WA has been shaped by 120 years of boom-bust history, and that mindset still prevails, in damaging ways.
SOON after Colin Barnett won government, he declared that his ministers would not be allowed to use the word ‘boom’.
At the time, I agreed with many people that it was a rather silly and pointless gesture.
After all, you can’t change reality by calling it something different. And what’s wrong with another resources boom anyway?
My thinking has been swayed since then by growing concern over the state’s ability to manage booms, and the bust that inevitably follows.
Mr Barnett, to his credit, is trying to sway the community’s mindset so there is a focus on achieving sustained long-term growth.
He is worried about the state’s boom-bust history and is trying to achieve a superior outcome this time.
It’s a big ask, but it’s certainly a goal worth pursuing.
The core problem with the boom-bust cycle is that it creates unrealistic expectations, and an unhealthy short-term focus.
Workers chase high salaries, often dumping a good job and a loyal employer in the process.
Contractors push up their tendering rates and vigorously pursue contract variations, probably at the expense of good business relationships.
Investors chase speculative stocks in the hope of making a killing, and pour money into the property market, pushing up housing prices for everyone.
The same applies in commercial property, where developers rush to seize a window of opportunity.
The result has been periods where swaths of heritage buildings have been demolished to make way for nondescript glass towers, and city blocks have been razed to make way for towers that don’t proceed for a decade or more.
For government leaders like Mr Barnett, the key objective is to achieve sustained, manageable growth, as opposed to short-lived, runaway growth that inevitably leads to a painful bust.
The optimists would have us believe that we are currently on the path to a period of sustained prosperity, driven by unprecedented investment in multiple, large resources projects.

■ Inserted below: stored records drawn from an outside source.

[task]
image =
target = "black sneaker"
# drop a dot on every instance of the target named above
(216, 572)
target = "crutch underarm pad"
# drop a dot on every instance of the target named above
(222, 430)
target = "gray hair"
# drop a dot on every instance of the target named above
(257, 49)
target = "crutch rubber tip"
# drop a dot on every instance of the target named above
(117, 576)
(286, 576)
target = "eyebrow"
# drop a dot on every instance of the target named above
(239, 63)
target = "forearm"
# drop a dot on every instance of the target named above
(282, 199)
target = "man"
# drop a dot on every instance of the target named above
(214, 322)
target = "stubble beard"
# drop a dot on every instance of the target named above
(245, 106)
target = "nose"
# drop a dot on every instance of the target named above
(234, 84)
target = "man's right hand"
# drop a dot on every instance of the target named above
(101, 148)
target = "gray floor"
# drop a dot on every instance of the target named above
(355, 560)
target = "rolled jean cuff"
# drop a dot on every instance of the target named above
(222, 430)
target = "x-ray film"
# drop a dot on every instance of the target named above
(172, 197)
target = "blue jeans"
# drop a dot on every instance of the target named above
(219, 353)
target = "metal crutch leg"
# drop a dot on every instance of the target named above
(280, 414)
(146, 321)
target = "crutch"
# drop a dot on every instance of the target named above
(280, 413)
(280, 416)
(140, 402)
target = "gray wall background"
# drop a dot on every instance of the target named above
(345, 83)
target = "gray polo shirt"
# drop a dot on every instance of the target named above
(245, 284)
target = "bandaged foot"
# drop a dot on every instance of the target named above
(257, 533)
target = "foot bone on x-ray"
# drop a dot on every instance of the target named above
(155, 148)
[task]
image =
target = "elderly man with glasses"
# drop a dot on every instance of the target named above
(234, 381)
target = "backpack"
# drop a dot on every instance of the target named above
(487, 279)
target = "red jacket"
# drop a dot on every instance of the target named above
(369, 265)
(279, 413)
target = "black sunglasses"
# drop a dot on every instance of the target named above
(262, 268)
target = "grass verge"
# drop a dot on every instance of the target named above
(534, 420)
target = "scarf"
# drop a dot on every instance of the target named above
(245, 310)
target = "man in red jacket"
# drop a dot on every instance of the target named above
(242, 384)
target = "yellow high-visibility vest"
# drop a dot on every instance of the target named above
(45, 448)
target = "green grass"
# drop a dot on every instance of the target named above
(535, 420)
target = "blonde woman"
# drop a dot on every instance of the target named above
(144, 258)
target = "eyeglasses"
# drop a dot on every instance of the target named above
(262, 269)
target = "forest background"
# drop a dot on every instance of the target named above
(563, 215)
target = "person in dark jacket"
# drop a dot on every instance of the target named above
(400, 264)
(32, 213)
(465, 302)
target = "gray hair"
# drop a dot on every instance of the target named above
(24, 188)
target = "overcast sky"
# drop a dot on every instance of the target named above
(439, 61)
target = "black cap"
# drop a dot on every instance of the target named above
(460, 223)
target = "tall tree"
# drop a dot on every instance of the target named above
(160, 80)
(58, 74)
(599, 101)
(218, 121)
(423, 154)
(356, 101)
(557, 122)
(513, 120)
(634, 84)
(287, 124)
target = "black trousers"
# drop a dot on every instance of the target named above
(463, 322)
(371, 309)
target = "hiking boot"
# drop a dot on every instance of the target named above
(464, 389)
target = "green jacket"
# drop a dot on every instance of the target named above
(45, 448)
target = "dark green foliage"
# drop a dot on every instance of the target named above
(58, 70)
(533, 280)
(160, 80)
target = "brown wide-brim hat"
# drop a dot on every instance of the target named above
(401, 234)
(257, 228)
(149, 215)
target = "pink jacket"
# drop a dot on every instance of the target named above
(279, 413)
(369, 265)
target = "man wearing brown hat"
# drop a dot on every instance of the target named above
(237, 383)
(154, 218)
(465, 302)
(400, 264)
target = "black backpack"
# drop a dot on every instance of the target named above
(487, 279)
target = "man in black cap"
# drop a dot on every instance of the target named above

There is merit to this argument – certainly the outlook in this corner of the globe is much more positive than most other places, the two-speed economy notwithstanding.
But the same line of argument was prosecuted during the last boom, between 2006 and 2008, when it was argued the state had moved beyond the traditional boom-bust cycle.
The argument back then was based on three key legs.
First was the commodity diversification that characterised Western Australia’s resources sector during that period.
Iron ore, gas, oil, nickel and gold were all attracting investment and becoming important components of the state’s resources sector.
Some of these commodities might falter, so the argument went, but surely not all of them.
Second was the balance sheet strength of the companies driving the resources sector.
The likes of BHP Billiton and Rio Tinto were so large, and had such strong balance sheets, that they wouldn’t possibly be troubled by fluctuations in commodity markets or economic conditions.
Third was the belief that China’s growth momentum was unstoppable.
The global financial crisis cut all of those legs out from under the thesis, and left mines mothballed, expansion projects delayed, and a shaky WA economy in its wake. The GFC was a wake-up call for many people, yet here we are again, less than three years later, with many of the boom-time problems re-emerging.
The two-speed economy should help to dampen expectations.
Yet despite the weakness in hospitality, tourism and retail, WA is once again facing a tight labour market, with shortages in many sectors and the prospect of worse to come.
It’s quite easy to see a scenario where the aspirations of resource project developers – from BHP and Rio to Chevron, Woodside, Shell, Aquila, FMG, Gindalbie, Sinosteel, and more – start to outstrip the capacity of the state to deliver.
If that were to happen, just think what might happen to the cost of living.
And would the state (or the country) be ready to import thousands of construction labourers to help us cope?
What would that do to the expectations of ‘ordinary’ Western Australians?